I didn’t see the airport until I was nearly flying over it. We did some touch and go’s there. Landing at a different runway is nice for a change. Then we flew to Purcell. This was easier because a road goes between Chickisha and Purcell. I had some difficulty being sure I was at Purcell, but there’s a river and stuff. Then I flew the river back to Norman, and I was able to find it because it had gotten dark enough the beacons were on. Beacons are good.

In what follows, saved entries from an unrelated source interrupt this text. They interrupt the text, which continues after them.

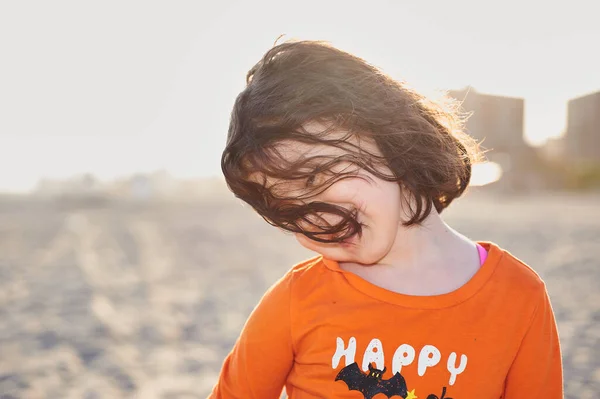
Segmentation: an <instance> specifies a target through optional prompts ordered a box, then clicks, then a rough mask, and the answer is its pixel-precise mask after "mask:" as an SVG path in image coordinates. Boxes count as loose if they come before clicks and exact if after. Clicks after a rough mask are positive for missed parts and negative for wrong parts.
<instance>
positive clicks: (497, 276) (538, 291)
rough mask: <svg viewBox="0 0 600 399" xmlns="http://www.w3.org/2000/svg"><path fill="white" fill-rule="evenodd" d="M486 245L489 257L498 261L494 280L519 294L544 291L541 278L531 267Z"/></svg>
mask: <svg viewBox="0 0 600 399" xmlns="http://www.w3.org/2000/svg"><path fill="white" fill-rule="evenodd" d="M486 244H487V245H488V248H489V249H488V251H489V253H490V255H495V256H496V258H497V259H498V264H497V265H496V268H495V269H496V272H495V273H494V274H495V275H496V276H495V277H496V279H498V280H500V281H503V282H505V283H507V284H509V285H510V286H511V288H513V289H516V290H519V291H520V292H523V291H526V292H531V293H532V294H535V293H539V292H540V291H545V289H546V286H545V283H544V281H543V280H542V277H541V276H540V275H539V274H538V272H536V271H535V270H534V269H533V268H532V267H531V266H529V265H528V264H527V263H525V262H524V261H522V260H521V259H519V258H517V257H516V256H515V255H513V254H512V253H510V252H509V251H508V250H506V249H503V248H501V247H499V246H497V245H495V244H491V243H486Z"/></svg>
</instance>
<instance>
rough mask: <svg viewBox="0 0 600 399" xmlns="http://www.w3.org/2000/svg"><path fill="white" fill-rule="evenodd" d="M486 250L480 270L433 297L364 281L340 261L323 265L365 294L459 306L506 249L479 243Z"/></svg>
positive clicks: (392, 300)
mask: <svg viewBox="0 0 600 399" xmlns="http://www.w3.org/2000/svg"><path fill="white" fill-rule="evenodd" d="M478 243H479V244H480V245H481V246H482V247H484V248H485V249H486V250H487V252H488V255H487V258H486V260H485V262H484V263H483V264H482V265H481V267H480V268H479V270H477V272H476V273H475V275H473V277H471V279H469V281H467V282H466V283H465V284H463V285H462V286H461V287H459V288H457V289H456V290H454V291H451V292H448V293H445V294H440V295H431V296H419V295H407V294H399V293H397V292H393V291H389V290H387V289H385V288H382V287H379V286H377V285H375V284H373V283H370V282H368V281H367V280H364V279H363V278H362V277H359V276H357V275H356V274H354V273H352V272H349V271H346V270H344V269H342V268H341V267H340V265H339V263H338V262H337V261H334V260H331V259H326V258H323V257H321V259H322V262H323V264H324V265H325V266H326V267H327V268H328V269H330V270H332V271H334V272H337V273H341V274H343V276H344V277H345V279H346V280H347V281H348V283H349V284H350V285H352V287H353V288H355V289H357V290H359V291H361V292H362V293H364V294H366V295H368V296H370V297H372V298H375V299H378V300H381V301H384V302H388V303H392V304H395V305H400V306H403V307H410V308H419V309H439V308H446V307H451V306H455V305H458V304H459V303H462V302H464V301H466V300H467V299H469V298H470V297H472V296H473V295H475V294H476V293H477V292H478V291H479V290H480V289H481V288H482V287H483V286H484V285H485V284H486V283H487V281H488V280H489V279H490V277H491V276H492V274H493V273H494V271H495V270H496V267H497V265H498V263H499V262H500V259H502V256H503V255H504V251H503V250H502V249H500V248H499V247H498V246H497V245H495V244H493V243H491V242H478Z"/></svg>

And traffic is so much easier to spot on a clear night than it is on a clear day.

I’m not completely lost even though I have a hard time with landmarks. I can tune up a VOR or a couple of NDB’s using the nav radios and come up with a fairly accurate idea of where I am. And there’s a nice strong NDB sitting at OUN, which makes it easy to know which direction it’s in. But… I’m supposed to be able to fly completely without reference to instruments… You know, in case I lose them. Or I’m flying a plane without them. (Uhh… Handheld GPS?) D. insists it gets easier. He said he flew his entire commercial cross country to Little Rock, AK and back using nothing but pilotage. Course, I-40 will take you there pretty easily. That’s a really long trek for a Cessna 152. 6.5 hours of flying round trip.

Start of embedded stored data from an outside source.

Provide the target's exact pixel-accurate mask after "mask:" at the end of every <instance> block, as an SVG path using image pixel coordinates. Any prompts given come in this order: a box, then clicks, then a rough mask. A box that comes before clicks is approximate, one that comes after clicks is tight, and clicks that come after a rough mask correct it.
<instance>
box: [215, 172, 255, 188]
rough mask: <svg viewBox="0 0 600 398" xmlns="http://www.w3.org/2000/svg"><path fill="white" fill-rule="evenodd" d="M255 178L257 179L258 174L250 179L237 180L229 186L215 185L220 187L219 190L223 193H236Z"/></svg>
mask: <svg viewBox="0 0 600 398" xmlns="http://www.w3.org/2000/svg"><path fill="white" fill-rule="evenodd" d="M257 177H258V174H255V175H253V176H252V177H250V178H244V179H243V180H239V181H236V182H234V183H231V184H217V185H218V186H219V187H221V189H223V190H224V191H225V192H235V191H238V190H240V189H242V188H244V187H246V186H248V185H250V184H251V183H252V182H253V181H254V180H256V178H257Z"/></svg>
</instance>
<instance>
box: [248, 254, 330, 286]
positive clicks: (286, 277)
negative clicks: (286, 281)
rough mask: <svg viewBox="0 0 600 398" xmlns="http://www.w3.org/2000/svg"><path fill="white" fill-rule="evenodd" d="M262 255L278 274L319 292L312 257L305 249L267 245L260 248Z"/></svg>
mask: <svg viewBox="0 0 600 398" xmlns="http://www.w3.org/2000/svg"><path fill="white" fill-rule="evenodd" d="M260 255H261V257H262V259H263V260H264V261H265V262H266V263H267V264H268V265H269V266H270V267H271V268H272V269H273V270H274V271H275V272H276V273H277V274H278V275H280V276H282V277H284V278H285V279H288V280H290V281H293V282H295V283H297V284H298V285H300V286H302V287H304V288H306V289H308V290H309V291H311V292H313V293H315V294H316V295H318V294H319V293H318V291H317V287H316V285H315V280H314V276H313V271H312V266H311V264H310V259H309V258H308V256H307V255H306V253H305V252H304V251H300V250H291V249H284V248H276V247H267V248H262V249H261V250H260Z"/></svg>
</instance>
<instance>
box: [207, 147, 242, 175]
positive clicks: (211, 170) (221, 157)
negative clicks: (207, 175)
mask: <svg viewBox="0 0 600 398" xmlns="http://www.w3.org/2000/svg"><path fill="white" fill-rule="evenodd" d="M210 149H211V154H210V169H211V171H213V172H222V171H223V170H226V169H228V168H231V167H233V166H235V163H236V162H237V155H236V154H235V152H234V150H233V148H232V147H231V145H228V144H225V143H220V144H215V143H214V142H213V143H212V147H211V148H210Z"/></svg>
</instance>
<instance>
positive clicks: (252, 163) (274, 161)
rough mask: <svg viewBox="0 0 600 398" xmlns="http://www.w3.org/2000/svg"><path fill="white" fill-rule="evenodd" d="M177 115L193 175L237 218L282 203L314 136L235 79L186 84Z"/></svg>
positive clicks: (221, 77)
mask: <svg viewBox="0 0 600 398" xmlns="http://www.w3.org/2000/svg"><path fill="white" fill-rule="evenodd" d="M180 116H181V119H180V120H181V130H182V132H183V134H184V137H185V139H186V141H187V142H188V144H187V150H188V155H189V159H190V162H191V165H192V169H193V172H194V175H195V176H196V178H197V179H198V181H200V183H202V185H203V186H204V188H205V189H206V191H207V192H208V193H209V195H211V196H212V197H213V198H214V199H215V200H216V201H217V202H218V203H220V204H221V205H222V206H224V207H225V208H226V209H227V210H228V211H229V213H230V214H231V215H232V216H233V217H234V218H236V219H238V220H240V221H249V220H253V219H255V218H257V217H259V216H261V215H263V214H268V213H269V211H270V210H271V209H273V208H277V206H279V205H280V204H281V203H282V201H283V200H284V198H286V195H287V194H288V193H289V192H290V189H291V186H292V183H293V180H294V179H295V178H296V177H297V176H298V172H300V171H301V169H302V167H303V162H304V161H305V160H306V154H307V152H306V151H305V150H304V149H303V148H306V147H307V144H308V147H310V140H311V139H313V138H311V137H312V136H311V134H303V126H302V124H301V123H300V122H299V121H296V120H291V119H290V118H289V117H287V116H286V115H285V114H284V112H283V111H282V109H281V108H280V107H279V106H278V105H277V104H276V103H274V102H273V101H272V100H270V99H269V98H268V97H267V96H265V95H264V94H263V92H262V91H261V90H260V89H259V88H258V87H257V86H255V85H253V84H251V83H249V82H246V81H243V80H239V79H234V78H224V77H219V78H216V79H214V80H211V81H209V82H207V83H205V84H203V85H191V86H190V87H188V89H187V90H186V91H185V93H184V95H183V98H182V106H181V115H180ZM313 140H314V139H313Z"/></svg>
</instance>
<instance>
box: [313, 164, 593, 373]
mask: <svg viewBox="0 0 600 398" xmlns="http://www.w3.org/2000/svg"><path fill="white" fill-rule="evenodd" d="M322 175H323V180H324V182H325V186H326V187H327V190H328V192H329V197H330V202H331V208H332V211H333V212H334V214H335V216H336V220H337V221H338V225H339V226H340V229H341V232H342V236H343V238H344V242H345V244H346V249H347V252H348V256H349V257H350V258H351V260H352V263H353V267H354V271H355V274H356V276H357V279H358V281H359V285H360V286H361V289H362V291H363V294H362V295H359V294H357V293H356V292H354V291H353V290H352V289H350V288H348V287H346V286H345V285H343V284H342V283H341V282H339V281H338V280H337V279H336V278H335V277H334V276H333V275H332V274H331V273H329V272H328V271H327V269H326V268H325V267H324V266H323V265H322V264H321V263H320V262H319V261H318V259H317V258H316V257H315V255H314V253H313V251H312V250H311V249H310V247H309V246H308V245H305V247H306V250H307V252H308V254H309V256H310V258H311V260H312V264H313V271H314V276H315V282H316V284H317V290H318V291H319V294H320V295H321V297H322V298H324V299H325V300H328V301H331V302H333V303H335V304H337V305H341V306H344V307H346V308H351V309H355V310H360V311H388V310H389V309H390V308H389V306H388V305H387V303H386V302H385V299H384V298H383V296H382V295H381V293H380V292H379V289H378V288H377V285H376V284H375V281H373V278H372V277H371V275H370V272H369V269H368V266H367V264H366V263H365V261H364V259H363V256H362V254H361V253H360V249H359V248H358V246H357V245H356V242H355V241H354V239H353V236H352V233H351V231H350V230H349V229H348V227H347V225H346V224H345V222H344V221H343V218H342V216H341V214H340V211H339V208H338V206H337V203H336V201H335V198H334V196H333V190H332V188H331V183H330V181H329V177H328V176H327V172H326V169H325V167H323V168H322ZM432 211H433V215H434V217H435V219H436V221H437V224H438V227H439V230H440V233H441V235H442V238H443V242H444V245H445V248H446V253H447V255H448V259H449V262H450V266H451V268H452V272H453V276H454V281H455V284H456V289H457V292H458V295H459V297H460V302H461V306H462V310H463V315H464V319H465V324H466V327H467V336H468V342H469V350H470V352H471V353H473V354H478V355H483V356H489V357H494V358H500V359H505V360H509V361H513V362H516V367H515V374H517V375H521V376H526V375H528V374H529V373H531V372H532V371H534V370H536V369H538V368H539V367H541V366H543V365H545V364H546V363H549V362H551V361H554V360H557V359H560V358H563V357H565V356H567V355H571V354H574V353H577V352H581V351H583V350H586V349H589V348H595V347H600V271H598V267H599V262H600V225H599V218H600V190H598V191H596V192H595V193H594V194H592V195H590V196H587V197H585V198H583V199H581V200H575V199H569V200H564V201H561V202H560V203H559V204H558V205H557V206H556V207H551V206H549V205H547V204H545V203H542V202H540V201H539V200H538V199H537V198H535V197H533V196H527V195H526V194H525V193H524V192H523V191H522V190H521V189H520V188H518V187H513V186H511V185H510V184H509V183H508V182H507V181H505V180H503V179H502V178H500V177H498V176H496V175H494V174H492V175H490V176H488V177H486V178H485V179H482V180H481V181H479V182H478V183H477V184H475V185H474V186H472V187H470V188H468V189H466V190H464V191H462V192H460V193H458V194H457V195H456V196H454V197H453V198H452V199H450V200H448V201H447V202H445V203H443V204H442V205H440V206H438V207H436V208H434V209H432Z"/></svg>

Anyway, I dutifully plotted out the course. I had all wind correction, headings, speeds and so on figured out. Then I looked outside and noticed that it looked like the weather gods had gotten bored and decided to stir things up… “But I checked the weather!” Then I realized that I hadn’t yet read the SIGMETs, or even the summary, or the severe weather warnings…. Rather than sifting through them, I simply pulled up the National Weather Service’s, Norman’s weather for dummies page. The local radar looked particularly nasty. Then I went and read the text weather more closely:

******** Convective SIGMET ********
MKCC WST 242155
CONVECTIVE SIGMET 53C
VALID UNTIL 2355Z
TX OK
FROM 60W OKC-10E CDS
DVLPG LINE SEV TS 20 NM WIDE MOV FROM 24020KT. TOPS ABV FL450.
HAIL TO 2.5 IN…WIND GUSTS TO 60KT POSS.
OUTLOOK VALID 242355-250355
FROM BRD-GRB-30SSE TTH-30NE
MSL-BUM-SJT-MAF-ICT-PUB-CHE-BFF-OBH-BRD
REF WW 273 275 276 278 279.
WST ISSUANCES EXPD. REFER TO MOST RECENT ACUS01 KWNS FROM STORM
PREDICTION CENTER FOR SYNOPSIS AND METEOROLOGICAL DETAILS.
DNB

Oh. right. As if that wasn’t good enough:

DISCUSSION…DEEP MIXING ALONG DRYLINE IS EXPECTED TO RESULT IN
ISOLATED SEVERE STORMS DURING THE NEXT FEW HOURS. STRONG DEEP LAYER
VERTICAL SHEAR PROFILES AND VERY UNSTABLE AIRMASS INDICATE A RISK OF
SUPERCELLS CAPABLE OF LARGE HAIL AND DAMAGING WINDS.
AVIATION…A FEW SEVERE THUNDERSTORMS WITH HAIL SURFACE AND ALOFT
TO 2.5 INCHES. EXTREME TURBULENCE AND SURFACE WIND GUSTS TO 60
KNOTS. A FEW CUMULONIMBI WITH MAXIMUM TOPS TO 500. MEAN STORM
MOTION VECTOR 25030.

Oh, dear. I felt rather silly for missing it before. But, the problem with text weather is that there are pages and pages and pages of it, most of which has nothing to do with me. And, if I’m leaving the pattern, I usually actually talk to a weather briefer anyway before I leave, so it’s not like I wouldn’t have noticed. Still bothered me.

I called D.. “So, uhh, have you looked outside?” I asked. “Yeah, we’re securing all the airplanes as best we can right now… I’ll put you in the schedule for tomorrow.”

So all that planning for nothing. Now I get to do it again tomorrow. Actually, the weather might well be crap tomorrow too.